Finance

Revolving Credit

Revolving Credit

Revolving Credit

A revolving credit account sets a credit limit—a maximum amount you can spend on that account. This refers to a kind of letter of credit-documentary of clean, with the peculiarity that the amount stated therein becomes automatically available for future utilization as soon as it has been utilized once. You can choose either to pay off the balance in full at the end of each billing cycle or to carry over a balance from one month to the next or “revolve” the balance. It can be a flexible way to borrow, but it’s not ideal for every purchase.

Revolving credit refers to a situation where credit replenishes up to the agreed-upon threshold, known as the credit limit, as the customer pays off the debt. It is a type of credit that can be used repeatedly up to a certain limit as long as the account is open and payments are made on time. It offers customer access to money from a financial institution and allows the customer to use the funds when needed. The amount of credit you’re allowed to use each month is your credit line or credit limit. You’re free to use as much or as little of that credit line as you wish on any purchase you could make with cash. It usually is used for operating purposes and the amount drawn can fluctuate each month depending on the customer’s current cash flow needs.
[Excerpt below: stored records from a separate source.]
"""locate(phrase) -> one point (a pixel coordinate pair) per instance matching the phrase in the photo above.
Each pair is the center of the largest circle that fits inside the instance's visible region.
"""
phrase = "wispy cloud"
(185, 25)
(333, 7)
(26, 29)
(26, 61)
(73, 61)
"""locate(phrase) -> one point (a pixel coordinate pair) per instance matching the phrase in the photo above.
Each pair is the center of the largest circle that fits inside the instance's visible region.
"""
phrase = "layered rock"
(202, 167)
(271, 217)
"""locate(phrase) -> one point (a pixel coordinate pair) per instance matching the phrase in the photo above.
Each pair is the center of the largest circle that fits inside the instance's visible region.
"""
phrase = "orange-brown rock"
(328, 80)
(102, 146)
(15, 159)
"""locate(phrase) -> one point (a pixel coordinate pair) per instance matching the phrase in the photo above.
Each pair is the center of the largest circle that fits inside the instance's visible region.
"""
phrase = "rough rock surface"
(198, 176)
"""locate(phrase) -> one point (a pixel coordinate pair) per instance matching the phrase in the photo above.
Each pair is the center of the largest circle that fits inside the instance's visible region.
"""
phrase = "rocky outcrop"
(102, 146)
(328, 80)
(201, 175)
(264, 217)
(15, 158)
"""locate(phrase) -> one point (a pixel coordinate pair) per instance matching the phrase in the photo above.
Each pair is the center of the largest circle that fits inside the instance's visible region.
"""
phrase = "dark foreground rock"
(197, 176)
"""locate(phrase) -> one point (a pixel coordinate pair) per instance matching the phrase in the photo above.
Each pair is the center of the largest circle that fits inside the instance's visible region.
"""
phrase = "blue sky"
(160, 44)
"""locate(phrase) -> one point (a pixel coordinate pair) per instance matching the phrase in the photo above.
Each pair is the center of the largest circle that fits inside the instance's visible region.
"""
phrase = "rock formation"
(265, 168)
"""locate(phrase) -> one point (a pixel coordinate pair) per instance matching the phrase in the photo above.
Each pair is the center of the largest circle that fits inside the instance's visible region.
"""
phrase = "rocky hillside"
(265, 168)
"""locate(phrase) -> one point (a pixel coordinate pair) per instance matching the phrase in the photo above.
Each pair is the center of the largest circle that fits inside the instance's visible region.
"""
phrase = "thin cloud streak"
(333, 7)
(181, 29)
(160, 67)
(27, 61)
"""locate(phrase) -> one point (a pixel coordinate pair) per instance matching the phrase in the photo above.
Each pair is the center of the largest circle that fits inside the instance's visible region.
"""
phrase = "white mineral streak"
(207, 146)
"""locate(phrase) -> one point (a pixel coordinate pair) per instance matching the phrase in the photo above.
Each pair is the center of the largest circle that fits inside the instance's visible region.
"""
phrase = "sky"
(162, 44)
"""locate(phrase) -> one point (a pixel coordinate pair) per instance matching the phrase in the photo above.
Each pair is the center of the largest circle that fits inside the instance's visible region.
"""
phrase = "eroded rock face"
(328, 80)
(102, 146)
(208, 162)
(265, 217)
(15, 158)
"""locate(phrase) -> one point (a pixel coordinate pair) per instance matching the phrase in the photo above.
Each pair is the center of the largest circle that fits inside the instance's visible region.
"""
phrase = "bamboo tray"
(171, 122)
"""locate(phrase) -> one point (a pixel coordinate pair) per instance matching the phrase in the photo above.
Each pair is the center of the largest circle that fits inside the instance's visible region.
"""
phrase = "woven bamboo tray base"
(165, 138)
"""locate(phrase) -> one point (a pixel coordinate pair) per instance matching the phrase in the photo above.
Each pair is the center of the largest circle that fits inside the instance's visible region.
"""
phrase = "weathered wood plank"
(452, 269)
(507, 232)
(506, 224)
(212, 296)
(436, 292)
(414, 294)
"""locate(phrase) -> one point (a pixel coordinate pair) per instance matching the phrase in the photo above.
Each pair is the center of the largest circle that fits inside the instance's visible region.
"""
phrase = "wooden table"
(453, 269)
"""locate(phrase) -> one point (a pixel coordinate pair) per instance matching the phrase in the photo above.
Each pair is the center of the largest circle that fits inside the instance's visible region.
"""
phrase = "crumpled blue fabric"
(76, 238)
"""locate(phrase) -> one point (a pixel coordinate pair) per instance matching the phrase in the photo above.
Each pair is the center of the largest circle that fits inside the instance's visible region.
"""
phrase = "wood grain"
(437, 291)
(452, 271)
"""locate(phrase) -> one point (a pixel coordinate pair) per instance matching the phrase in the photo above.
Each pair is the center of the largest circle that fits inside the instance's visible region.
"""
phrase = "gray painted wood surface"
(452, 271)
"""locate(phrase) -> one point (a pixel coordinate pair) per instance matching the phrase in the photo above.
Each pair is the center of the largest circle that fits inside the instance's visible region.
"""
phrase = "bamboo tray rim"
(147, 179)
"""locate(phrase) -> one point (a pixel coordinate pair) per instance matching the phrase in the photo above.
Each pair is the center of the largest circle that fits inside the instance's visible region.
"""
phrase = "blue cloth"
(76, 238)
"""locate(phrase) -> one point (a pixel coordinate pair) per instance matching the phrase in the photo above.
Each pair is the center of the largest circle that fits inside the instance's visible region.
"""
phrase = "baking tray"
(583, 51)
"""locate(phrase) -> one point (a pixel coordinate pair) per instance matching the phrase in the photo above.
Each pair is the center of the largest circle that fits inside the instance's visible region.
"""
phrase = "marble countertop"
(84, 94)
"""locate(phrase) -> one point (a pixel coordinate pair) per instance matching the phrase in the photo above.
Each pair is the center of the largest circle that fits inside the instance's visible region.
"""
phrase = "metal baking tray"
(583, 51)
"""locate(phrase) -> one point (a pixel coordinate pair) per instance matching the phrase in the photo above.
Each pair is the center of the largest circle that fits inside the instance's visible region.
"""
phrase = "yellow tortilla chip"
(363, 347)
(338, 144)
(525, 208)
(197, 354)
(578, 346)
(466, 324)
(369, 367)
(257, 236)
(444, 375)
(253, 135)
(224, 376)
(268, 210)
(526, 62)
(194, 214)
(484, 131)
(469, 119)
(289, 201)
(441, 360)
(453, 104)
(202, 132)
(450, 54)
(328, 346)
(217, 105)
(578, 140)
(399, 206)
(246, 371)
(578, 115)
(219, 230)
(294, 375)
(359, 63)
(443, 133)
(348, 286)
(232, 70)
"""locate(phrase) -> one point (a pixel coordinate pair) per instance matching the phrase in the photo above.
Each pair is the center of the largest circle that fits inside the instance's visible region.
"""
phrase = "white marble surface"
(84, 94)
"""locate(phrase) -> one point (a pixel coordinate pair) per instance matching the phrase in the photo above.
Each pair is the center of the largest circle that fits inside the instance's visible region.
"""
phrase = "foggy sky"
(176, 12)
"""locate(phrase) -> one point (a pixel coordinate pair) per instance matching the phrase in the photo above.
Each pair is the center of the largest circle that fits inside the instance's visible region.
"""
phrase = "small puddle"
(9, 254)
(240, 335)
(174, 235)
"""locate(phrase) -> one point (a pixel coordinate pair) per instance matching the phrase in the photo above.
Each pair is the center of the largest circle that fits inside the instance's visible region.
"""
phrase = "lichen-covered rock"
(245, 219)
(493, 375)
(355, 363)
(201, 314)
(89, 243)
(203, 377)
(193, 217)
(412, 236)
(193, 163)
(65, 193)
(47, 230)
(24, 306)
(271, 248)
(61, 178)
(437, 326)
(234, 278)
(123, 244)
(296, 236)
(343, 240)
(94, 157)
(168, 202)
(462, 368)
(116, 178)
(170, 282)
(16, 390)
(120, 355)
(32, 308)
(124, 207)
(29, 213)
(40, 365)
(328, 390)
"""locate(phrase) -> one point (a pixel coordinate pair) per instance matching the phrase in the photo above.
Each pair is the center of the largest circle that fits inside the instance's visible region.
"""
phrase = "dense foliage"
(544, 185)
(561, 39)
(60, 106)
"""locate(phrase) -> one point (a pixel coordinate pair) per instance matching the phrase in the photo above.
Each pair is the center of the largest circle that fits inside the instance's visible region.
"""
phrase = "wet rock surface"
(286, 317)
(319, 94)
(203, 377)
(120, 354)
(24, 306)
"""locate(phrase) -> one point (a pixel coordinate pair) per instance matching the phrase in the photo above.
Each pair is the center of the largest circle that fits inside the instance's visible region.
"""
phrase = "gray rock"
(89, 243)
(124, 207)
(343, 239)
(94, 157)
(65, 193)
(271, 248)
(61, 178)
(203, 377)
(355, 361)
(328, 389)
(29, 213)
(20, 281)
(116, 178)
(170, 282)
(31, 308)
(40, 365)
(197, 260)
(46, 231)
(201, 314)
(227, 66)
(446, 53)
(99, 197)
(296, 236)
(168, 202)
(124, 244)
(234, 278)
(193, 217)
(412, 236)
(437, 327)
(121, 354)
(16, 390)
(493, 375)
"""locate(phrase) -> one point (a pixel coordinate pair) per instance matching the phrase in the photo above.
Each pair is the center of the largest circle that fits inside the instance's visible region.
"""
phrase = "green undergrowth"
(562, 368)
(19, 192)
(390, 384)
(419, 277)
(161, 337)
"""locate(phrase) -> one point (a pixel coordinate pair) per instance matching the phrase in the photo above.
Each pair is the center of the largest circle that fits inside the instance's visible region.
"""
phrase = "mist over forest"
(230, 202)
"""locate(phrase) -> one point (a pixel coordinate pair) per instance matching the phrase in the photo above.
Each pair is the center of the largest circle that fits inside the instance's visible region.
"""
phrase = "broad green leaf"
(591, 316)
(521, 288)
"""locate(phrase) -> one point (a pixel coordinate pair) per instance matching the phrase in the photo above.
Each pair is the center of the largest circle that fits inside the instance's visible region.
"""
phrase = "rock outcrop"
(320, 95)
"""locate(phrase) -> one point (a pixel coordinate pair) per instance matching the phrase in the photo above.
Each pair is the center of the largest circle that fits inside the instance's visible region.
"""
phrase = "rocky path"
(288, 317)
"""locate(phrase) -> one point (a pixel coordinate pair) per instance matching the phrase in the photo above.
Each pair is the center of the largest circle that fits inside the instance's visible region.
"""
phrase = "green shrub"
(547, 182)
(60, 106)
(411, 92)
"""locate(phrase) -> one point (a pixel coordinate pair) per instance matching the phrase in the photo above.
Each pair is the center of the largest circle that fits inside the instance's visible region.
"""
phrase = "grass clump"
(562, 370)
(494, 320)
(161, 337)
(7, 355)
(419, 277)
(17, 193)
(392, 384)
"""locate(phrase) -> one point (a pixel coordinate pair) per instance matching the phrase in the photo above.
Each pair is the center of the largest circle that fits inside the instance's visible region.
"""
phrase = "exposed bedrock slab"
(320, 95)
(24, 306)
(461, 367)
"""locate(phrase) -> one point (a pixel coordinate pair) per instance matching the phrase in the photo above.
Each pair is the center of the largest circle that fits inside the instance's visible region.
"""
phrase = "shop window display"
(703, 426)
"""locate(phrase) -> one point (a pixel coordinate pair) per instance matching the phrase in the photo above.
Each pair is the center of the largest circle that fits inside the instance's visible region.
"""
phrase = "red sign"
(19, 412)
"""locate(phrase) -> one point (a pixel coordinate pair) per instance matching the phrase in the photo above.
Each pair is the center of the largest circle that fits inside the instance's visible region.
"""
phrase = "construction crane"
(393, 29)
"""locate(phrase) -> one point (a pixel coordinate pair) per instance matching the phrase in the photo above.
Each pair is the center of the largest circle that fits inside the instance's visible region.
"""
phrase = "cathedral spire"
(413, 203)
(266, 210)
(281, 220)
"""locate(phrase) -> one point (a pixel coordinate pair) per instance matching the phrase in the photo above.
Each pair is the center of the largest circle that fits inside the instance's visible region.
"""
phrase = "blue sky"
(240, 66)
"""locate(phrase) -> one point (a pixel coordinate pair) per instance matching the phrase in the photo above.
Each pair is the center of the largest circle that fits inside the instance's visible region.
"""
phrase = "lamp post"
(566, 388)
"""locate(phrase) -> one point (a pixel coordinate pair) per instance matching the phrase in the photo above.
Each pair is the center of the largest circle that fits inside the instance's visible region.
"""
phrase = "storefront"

Revolving credit is best when you want the flexibility to spend on credit month over month, without a specific purpose established upfront. The credit limit is the maximum amount you can charge to that account. When you use a portion of your revolving line of credit, you increase your balance on the account. At the same time, you reduce the amount of your available credit. When you make a purchase, you’ll have less available credit. You can reduce your revolving balance by making credit card payments. And every time you make a payment, your available credit goes back up. When you pay down a portion of your balance with your monthly payment, that amount will be added back to your available credit. Keep in mind that your minimum payment might vary from month to month because it’s often calculated based on how much you owe at that time.